Losing the Plot might seem like a book for academics and students of literature only, but I am certain it will appeal to anyone with an interest in contemporary South African writing. Leon de Kock – academic, translator, poet and novelist – has been a defining presence on the local literary stage for many years. In his latest book, he concentrates on a specific aspect of postapartheid writing: how it “pivots around a continuing problematised notion of transition”. He reads the literary output of the last two decades in the light of the “initial wave of optimism, evident in the early phase of the upbeat transitional ferment,” and the disillusionment which followed.
Desperately, we are all trying to make sense of the reality around us, and most of it is too much to handle. De Kock points out that “the boundaries between right and wrong have blurred”. Readers turn to writers and intellectuals for guidance on how to deal with the confounding state of our lives. We are confronted with such staggering levels of pathological behaviour in the country (and beyond) that it is difficult to know where to search for meaning, and some sense of safety. It is no wonder that “the quest to uncover what’s going on in an obscured public sphere became a consuming obsession for many writers.”
In the seven incisive chapters of Losing the Plot, de Kock outlines general trends in postapartheid writing and focuses on a variety of its proponents such as genre fiction, life writing and creative nonfiction, but not exclusively. He returns to earlier seminal texts such as Zakes Mda’s Ways of Dying or Antjie Krog’s Country of My Skull and shines a light on more recent ones which are bound to become classics such as Imraan Coovadia’s Tales of the Metric System, Lauren Beukes’s Zoo City, or Jonny Steinberg’s A Man of Good Hope.
Crime writing “may have come to stand in for what used to be seen as political or engaged fiction,” de Kock suggests.

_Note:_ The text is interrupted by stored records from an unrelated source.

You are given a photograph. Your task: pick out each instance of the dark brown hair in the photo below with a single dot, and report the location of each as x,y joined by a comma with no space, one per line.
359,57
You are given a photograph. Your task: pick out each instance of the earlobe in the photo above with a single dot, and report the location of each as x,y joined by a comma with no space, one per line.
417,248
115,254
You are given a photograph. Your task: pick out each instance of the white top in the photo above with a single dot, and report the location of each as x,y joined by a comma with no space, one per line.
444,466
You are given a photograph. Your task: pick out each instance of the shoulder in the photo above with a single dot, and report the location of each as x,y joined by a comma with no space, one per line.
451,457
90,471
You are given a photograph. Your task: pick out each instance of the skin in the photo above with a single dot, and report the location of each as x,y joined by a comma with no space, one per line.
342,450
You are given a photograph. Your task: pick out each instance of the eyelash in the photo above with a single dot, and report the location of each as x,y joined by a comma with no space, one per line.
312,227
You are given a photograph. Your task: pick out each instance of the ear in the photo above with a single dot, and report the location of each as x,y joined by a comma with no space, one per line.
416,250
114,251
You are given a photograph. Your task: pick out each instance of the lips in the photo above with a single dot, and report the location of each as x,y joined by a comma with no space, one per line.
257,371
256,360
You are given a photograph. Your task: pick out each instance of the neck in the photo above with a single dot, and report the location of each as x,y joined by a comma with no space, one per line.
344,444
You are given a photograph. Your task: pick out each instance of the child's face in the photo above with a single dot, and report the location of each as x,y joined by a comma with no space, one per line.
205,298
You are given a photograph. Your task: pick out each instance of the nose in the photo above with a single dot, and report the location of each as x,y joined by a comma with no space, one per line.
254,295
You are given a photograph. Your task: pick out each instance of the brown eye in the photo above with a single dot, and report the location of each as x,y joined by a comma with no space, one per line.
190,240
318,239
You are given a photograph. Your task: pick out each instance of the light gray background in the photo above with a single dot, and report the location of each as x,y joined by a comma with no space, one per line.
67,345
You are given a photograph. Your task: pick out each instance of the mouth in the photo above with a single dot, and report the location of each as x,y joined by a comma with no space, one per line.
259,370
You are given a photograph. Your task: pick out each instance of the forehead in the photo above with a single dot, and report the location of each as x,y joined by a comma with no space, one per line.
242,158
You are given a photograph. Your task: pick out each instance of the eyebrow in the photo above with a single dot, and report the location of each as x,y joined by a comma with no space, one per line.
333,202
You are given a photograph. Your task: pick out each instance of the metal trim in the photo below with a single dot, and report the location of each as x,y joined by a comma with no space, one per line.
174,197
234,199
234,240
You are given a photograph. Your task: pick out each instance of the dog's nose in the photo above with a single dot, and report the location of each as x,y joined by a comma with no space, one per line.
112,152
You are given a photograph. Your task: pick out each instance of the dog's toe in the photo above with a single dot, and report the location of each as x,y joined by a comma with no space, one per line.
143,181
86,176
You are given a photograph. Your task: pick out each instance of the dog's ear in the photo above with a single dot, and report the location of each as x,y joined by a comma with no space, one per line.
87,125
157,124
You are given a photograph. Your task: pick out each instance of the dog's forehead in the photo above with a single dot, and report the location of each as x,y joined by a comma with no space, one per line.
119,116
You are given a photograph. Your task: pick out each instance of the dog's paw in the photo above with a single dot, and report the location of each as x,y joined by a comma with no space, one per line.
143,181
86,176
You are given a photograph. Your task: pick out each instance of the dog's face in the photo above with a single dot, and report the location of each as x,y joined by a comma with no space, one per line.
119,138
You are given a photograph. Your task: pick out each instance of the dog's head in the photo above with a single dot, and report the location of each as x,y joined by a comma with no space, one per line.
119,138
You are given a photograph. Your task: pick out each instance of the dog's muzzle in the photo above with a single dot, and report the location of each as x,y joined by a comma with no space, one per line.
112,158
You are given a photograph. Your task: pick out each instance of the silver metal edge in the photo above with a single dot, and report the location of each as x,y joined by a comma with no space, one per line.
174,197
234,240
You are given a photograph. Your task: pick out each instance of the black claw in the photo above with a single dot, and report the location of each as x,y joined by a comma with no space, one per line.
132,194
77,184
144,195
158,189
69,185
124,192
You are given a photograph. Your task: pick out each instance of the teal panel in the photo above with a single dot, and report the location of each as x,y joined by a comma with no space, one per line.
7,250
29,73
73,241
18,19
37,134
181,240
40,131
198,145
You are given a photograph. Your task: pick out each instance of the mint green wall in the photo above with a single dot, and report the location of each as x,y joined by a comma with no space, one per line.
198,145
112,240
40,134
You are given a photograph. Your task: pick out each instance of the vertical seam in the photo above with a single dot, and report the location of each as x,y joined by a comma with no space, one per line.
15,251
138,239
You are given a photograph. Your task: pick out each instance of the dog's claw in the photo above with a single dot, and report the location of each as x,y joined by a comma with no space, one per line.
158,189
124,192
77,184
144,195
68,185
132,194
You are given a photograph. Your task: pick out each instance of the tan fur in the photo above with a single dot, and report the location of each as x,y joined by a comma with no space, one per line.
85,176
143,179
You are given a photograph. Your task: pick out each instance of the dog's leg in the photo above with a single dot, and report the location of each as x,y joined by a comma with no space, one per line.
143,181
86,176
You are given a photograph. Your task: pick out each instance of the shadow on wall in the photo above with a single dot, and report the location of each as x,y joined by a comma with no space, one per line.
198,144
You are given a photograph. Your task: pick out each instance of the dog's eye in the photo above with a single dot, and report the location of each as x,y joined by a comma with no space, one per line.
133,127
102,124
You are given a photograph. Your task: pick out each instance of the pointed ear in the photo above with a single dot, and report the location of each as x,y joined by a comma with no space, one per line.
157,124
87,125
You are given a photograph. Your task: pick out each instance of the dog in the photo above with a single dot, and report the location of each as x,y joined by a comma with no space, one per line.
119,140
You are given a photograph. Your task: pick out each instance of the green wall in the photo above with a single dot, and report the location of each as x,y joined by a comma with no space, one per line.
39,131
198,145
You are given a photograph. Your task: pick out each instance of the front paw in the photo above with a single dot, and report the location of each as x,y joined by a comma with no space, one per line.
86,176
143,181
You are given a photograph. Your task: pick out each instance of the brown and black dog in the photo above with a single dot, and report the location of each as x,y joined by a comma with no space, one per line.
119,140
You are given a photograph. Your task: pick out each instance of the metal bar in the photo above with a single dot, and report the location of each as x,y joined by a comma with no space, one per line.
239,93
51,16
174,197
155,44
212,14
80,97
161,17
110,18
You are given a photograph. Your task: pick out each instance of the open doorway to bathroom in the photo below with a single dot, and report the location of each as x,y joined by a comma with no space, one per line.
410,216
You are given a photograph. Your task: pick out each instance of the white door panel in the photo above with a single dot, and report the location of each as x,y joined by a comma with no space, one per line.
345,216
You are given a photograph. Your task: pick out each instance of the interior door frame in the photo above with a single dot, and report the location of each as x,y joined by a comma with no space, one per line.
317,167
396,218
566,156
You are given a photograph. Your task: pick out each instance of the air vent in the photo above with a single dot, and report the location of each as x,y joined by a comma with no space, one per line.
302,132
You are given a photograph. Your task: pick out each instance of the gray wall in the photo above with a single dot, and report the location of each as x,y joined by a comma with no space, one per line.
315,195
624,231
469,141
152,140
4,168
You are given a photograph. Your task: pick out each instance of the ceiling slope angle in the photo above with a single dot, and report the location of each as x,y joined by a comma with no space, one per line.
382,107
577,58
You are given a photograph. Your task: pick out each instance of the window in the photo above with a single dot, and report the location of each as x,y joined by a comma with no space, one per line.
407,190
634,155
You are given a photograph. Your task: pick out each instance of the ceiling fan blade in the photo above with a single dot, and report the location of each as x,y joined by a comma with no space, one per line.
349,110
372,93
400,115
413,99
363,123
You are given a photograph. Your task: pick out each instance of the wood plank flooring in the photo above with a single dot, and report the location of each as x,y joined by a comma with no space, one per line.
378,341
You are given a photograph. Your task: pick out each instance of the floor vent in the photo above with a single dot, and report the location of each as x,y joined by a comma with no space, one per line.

Let down by institutions and society, we crave to see justice at work, even if it is only in fiction. Through crime thrillers we identify the good guys and point fingers at evil. This begs the question of how much of what literature is doing post-1994 is actually new? De Kock also considers our haunting past and how the “reality hunger” of the twenty-first century impacts present-day South Africa. He does not shy away from hashtags and the complex issues leading up to their prevalence. The most illuminating section in the book is on the Marikana massacre. There is no denying the woundedness we grapple with, the challenges we are facing as individuals and a society.
What shines through in Losing the Plot, however, is the restorative capacity of storytelling, especially the possibility of the “restitution of dignity via the power of narrative”. One should never underestimate either. The key to both is compassion, nourished by our imaginations. Not all is lost, yet.